Know The Seven Kinds Of Hunger

Mindful eating is not being concerned with what you eat; it is about bringing your awareness to how and why you eat. Then, eating is less likely to be a habitual response to certain sensations or triggers.

For instance, being aware of the source of our hunger is crucial because some hungers can only be satisfied by things other than food. In her book Mindful Eating: A Guide to Rediscovering a Healthy and Joyful Relationship with Food, Dr. Bays identifies seven kinds of hunger. Only two of them can be met by consuming food.

Seven Types of Hunger

The seven types of hunger she describes include:

  1. Nose hunger: Created by certain smells and the flavors associated with them. For example, a whiff of pizza, popcorn at a movie theater, or the aroma coming from an open bakery door may trigger nose hunger, even in someone who just ate a satisfying meal.
  2. Eye hunger: Can prompt people to eat when their stomachs are full, or even stuffed.
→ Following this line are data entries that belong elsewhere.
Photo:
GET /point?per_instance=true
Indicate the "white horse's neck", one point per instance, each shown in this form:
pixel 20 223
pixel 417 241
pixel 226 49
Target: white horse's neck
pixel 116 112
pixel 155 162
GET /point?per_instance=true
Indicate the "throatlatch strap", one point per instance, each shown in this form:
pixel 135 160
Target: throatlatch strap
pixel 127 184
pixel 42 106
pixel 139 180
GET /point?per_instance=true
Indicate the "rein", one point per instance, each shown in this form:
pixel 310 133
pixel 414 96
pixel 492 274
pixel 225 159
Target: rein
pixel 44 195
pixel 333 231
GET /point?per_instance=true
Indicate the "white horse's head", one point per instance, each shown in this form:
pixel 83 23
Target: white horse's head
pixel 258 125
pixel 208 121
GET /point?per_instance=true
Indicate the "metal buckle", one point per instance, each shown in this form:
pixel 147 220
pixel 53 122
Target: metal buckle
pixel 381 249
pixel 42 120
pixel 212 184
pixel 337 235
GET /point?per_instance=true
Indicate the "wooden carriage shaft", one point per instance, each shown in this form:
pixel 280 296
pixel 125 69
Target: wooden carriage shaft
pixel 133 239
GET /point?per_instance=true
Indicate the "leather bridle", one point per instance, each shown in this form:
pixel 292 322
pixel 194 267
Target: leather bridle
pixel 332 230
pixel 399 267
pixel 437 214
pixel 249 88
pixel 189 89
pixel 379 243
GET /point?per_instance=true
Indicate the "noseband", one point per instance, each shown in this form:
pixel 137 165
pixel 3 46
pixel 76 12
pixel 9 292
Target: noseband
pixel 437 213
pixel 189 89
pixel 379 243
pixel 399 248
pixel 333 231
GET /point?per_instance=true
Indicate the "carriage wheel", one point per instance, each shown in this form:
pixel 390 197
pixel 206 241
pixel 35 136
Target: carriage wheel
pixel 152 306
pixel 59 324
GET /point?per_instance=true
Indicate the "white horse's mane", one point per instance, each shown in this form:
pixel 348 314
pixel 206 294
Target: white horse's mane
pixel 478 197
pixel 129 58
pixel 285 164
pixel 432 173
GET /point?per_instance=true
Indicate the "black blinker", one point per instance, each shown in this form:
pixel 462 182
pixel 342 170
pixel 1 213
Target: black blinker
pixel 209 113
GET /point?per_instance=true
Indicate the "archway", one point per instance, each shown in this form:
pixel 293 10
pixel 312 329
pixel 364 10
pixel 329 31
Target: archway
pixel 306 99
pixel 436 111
The sight of someone else’s ice cream, pictures on a dessert menu, or a juicy looking burger on a billboard can stimulate eye hunger.
  3. Mouth hunger: A craving for the flavor and texture sensations that food provides. The mouth can feel deprived when nothing is stimulating the taste buds or meeting our desire for certain textures.
  4. Mind hunger: The result of thoughts such as “I need to eat a big lunch in case I don’t feel like cooking tonight,” or “I had a hard day at work and deserve a second piece of cake,” or “I really have to eat less fat.” Eating according to our thoughts means our eating is likely based on worry.
  5. Heart hunger: Involves those feelings of loneliness, emptiness or despair we all experience because we are human. Our heart is hungry for connection or some type of emotional nourishment, and we try to fill the hole with our favorite comfort foods or whatever is available.
  6. Stomach hunger: Can indicate it is time to refuel ourselves with food. It is important not to confuse stomach hunger with an anxious stomach, or a habit of eating just because it is noon, or the tension caused by a painful memory crossing our mind. One way to test stomach hunger is to delay eating and see whether the sensation passes.
  7. Cellular hunger: Occurs when the body is asking for the nutrients it needs to function well. If we practice exercising present moment awareness, we will increase our ability to know what types of foods our body wants.

Awareness Allows Choice

As you may have realized, the two types of hunger that can be satisfied with food are stomach and cellular hunger. Although we attempt to satisfy nose, eye, mouth, heart and mind hunger with food, it is not possible. By being mindful, we learn to observe hunger when it arises, determine its true source, and respond to it more often by choice than by reflex.